Von Folter bis zu Exekution

Anfang der 80er Jahre hat sich Amnesty-Sprecher Veit Wagner für Gefangene in Südkorea stark gemacht. Jetzt befasst sich die Weidener Gruppe mit den grausamen Straflagern in Nordkorea: (von links) Veit Wagner, Hugo Braun-Meierhöfer und Pfarrer Hans-Peter Pauckstadt-Künkler. Bild: Porsche

Wer in der Kernzone des Lagers lebt, hat kaum eine Chance da wieder rauszukommen. Die Insassen haben keine Rechte mehr. Sie leiden Hunger, werden gefoltert, im Extremfall exekutiert. Nein, das ist nicht Vergangenheit. Das ist schreckliche Realität.

Weiden. (ps) Natürlich nicht in Deutschland. Aber es erinnert teilweise fatal an die deutsche Geschichte vor über 70 Jahren, was die Weidener Amnesty-Mitglieder Veit Wagner, Hugo Braun-Meierhöfer und Hans-Peter Pauckstadt-Künkler da erzählen. Sie machen sich stark gegen dieses Unrecht, hoffen, dass die Proteste auch bei der Regierung in Nordkorea etwas in Bewegung setzen.
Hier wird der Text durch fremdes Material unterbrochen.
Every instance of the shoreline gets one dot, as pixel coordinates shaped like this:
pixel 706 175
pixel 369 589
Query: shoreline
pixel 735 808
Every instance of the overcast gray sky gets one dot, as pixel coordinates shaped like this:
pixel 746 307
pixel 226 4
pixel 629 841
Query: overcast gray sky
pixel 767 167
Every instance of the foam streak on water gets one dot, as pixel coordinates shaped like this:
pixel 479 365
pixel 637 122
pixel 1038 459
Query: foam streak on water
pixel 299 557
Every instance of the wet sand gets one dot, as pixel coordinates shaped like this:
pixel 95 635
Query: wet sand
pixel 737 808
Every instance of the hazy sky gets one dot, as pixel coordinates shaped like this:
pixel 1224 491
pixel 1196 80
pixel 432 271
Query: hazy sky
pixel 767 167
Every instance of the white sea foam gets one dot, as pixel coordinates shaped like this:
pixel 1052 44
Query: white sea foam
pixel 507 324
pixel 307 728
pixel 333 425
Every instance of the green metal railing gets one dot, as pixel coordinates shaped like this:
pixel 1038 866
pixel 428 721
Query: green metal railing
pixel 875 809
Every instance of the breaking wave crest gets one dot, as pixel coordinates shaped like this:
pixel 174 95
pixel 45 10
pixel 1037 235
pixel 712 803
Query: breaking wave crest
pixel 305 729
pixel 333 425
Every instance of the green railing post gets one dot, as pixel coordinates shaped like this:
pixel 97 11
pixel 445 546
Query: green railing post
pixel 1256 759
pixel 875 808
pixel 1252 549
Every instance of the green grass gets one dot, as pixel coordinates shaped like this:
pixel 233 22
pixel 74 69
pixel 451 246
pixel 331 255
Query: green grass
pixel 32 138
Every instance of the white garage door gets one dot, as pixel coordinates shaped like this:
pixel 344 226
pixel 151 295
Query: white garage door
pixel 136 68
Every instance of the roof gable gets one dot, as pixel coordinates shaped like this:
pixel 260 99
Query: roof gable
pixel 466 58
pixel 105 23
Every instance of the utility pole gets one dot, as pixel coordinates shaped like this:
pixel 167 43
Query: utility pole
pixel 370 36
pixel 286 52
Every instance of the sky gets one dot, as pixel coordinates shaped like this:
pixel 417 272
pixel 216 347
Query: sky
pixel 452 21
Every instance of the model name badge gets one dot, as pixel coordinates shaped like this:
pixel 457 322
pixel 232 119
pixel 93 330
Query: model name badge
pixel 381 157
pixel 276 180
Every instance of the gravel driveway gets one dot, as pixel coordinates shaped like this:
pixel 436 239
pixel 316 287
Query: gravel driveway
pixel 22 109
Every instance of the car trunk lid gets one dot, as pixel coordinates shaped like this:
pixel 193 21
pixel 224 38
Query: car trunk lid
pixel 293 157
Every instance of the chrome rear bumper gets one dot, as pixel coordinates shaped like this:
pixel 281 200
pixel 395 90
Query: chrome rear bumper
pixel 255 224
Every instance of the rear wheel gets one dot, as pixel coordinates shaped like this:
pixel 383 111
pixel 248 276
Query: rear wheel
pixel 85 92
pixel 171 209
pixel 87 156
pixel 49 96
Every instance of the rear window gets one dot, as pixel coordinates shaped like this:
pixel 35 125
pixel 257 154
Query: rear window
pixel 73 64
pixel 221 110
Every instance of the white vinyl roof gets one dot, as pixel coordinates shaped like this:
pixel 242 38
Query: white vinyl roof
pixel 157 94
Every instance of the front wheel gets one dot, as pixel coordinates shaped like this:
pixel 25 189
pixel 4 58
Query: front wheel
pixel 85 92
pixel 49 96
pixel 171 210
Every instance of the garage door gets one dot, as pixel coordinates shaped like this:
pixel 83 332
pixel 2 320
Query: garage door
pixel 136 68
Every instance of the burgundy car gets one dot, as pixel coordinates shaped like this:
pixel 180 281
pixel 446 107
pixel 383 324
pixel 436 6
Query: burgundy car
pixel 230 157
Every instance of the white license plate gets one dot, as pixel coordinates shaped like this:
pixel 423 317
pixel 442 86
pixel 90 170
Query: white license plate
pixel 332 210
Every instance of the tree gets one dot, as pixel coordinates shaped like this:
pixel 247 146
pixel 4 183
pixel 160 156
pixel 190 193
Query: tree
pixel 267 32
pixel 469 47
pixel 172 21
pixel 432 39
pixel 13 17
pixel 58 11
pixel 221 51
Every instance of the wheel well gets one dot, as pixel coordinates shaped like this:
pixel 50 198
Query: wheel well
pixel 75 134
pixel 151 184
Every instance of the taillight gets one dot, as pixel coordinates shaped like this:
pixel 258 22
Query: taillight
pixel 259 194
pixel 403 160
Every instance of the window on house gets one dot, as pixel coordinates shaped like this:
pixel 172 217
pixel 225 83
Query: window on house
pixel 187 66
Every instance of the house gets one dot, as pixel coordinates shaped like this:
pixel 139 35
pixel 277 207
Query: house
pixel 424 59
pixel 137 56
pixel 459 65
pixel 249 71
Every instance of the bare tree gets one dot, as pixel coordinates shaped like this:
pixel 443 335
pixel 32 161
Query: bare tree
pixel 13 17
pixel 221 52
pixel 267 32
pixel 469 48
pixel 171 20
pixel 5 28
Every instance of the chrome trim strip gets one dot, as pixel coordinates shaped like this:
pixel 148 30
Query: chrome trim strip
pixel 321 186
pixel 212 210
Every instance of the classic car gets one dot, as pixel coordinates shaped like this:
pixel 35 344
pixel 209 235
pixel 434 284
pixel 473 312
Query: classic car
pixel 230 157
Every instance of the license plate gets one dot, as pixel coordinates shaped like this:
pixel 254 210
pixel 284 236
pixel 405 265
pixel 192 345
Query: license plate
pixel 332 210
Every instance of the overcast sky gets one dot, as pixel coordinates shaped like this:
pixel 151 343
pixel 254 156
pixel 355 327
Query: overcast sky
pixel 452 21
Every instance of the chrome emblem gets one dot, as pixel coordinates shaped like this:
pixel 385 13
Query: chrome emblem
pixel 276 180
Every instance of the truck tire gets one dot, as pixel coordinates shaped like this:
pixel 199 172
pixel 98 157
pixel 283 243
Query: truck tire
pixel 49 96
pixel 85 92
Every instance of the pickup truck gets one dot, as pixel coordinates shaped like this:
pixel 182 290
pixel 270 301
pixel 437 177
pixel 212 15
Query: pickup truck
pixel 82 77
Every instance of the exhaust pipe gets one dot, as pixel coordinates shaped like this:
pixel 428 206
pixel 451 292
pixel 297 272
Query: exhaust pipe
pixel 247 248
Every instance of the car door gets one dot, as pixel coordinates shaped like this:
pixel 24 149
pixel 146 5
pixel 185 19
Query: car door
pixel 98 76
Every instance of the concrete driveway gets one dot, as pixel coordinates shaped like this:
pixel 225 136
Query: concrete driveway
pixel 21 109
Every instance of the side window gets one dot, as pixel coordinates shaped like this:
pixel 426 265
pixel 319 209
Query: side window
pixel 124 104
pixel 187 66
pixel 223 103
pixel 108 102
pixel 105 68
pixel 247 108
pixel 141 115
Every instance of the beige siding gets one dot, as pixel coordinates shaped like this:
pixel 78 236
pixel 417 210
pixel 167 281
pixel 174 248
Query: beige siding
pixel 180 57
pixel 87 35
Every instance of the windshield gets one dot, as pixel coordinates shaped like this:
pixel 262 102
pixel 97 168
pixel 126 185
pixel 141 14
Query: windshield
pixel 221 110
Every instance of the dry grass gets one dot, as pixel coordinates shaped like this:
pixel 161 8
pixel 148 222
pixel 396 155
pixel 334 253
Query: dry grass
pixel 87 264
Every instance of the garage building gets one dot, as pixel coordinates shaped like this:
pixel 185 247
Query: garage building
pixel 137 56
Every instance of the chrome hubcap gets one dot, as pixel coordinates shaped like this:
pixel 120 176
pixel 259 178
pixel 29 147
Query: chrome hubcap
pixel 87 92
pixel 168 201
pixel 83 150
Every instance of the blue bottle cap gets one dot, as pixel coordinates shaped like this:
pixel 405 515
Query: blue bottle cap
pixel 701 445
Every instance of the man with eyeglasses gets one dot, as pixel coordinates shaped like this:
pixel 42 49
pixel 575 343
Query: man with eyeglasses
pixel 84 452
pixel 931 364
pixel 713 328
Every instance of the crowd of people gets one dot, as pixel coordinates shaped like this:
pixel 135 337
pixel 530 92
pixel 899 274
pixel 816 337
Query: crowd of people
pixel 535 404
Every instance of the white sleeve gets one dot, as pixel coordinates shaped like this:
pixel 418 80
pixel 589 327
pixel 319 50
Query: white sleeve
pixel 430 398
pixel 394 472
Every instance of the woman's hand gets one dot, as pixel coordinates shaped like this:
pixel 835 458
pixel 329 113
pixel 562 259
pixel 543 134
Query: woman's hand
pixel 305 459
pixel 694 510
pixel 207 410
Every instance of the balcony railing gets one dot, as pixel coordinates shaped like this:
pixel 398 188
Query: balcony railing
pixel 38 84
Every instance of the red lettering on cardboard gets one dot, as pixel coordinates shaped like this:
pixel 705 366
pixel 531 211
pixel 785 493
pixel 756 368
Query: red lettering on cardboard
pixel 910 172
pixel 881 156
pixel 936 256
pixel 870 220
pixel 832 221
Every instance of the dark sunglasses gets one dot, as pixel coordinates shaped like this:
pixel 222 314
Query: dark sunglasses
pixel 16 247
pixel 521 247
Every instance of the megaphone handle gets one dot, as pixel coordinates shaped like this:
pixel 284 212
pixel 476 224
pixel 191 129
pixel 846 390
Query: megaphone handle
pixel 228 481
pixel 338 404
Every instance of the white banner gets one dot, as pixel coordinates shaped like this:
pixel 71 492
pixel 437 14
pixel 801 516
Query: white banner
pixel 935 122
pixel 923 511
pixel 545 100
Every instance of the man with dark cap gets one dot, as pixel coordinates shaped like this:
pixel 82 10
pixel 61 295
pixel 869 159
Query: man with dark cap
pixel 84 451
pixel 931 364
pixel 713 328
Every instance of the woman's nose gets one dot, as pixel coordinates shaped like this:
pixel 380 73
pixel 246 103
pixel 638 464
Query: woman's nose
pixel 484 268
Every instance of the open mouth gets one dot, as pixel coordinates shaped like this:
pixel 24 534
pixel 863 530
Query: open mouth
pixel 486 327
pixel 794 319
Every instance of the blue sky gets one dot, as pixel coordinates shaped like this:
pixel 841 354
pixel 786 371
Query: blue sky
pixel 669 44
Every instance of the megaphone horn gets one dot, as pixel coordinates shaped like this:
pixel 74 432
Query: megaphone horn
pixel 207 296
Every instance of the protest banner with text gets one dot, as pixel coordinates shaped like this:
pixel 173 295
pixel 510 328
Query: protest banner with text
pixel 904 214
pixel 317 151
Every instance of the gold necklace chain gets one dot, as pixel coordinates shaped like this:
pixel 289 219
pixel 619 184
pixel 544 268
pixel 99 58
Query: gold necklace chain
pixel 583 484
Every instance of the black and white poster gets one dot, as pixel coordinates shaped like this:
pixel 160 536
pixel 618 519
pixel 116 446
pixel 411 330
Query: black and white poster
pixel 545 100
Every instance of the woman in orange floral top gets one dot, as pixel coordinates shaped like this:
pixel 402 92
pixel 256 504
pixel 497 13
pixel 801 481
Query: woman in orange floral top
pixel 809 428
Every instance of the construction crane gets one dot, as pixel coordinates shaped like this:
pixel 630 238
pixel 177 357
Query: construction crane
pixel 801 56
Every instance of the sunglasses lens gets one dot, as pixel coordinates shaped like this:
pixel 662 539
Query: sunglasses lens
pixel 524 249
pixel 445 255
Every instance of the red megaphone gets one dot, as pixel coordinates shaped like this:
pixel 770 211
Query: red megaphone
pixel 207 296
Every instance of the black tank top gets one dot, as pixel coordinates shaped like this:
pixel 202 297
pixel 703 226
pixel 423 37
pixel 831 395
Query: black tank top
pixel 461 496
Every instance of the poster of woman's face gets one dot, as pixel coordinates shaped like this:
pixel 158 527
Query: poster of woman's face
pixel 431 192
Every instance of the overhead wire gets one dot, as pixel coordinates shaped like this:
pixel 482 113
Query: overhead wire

Die Ausgangslage: Die Weidener Gruppe von Amnesty International engagiert sich jetzt für das Straflager Yodok in Nordkorea. Dass es derartige Einrichtungen in dem diktatorisch regierten Land tatsächlich gibt, ist vielen Menschen gar nicht bekannt, und es wird auch von der Regierung unter Kim Jong-un, dem sogenannten "Obersten Führer" der Volksrepublik Korea (Nordkorea), geleugnet.

Kaum einer kommt da raus

Dass diese Straflager - sechs an der Zahl - dennoch existieren, bestätigen Satellitenbilder und ein UNO-Bericht, basierend auf den Aussagen von 80 Zeugen, die über schreckliche Zustände berichten. "In den Straflagern gibt es einen Kern- und einen Außenbereich", erklärt Hugo Braun-Meierhöfer. "Wer im Kernbereich, der sogenannten total control zone, untergebracht wird, für den bedeutet das lebenslang. Es gibt angeblich nur ganz wenige Menschen, die da je wieder rausgekommen sind." Die drei Amnesty-Mitglieder warten mit weiteren erschreckenden Informationen auf: Für die Insassen der Lager gelten weder Menschen- noch Bürgerrechte. Übergriffe der Wachen werden nicht bestraft. Die Ernährung ist - in diesem Land, in dem die Welthungerhilfe ohnehin im Einsatz ist - ausgesprochen mangelhaft. Braun-Meierhöfer: "Etwa ein Drittel der Inhaftierten stirbt."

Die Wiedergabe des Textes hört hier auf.